Clarence Verdin

No. 2, 83, 89
- Position: Wide receiver / Punt returner

Personal information
- Born: June 14, 1963 (age 62) Dulac, Louisiana, U.S.
- Listed height: 5 ft 8 in (1.73 m)
- Listed weight: 160 lb (73 kg)

Career information
- High school: South Terrebonne (Bourg, Louisiana)
- College: Southwestern Louisiana
- Supplemental draft: 1984: 3rd round, 83rd overall pick

Career history
- Houston Gamblers (1984–1985); Washington Redskins (1986–1987); Indianapolis Colts (1988–1993); Minnesota Vikings (1994)*; Atlanta Falcons (1994); Tampa Bay Buccaneers (1995)*; BC Lions (1996);
- * Offseason and/or practice squad member only

Awards and highlights
- Super Bowl champion (XXII); 2× Pro Bowl (1990, 1992); NFL kickoff return yards leader (1993); All-USFL (1985);

Career NFL statistics
- Games played: 118
- Games started: 25
- Receptions: 82
- Receiving yards: 1,329
- Return yards: 6,580
- Total Touchdowns: 12
- Stats at Pro Football Reference

= Clarence Verdin =

American football player (born 1963)

Clarence Verdin (born June 14, 1963) is an American former professional football player who was a wide receiver and kick returner in the National Football League (NFL) for the Washington Redskins, Indianapolis Colts and Atlanta Falcons.
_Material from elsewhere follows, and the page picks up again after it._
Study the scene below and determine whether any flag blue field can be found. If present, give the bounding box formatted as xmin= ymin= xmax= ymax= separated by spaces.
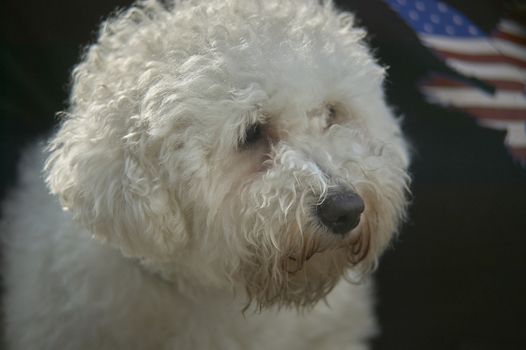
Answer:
xmin=384 ymin=0 xmax=526 ymax=165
He also was a member of the Houston Gamblers in the United States Football League (USFL) and the BC Lions in the Canadian Football League (CFL). He played college football at the University of Southwestern Louisiana

==Early life==
Verdin attended South Terrebonne High School. He accepted a football scholarship from the University of Southwestern Louisiana.

==Professional career==
Verdin was selected by the Houston Gamblers in the 17th round (356th overall) of the 1984 USFL draft. He was also selected by the Washington Redskins in the third round (83rd overall) of the 1984 NFL supplemental draft of USFL and CFL players.

In 1986, he signed with the Washington Redskins after the USFL folded. During his time with the Indianapolis Colts, he was famous for his end-zone celebration known as "The Verdance". He was selected for two Pro Bowls as a punt returner.

In 1996, he signed as a free agent with the BC Lions of the Canadian Football League, but was released after five games.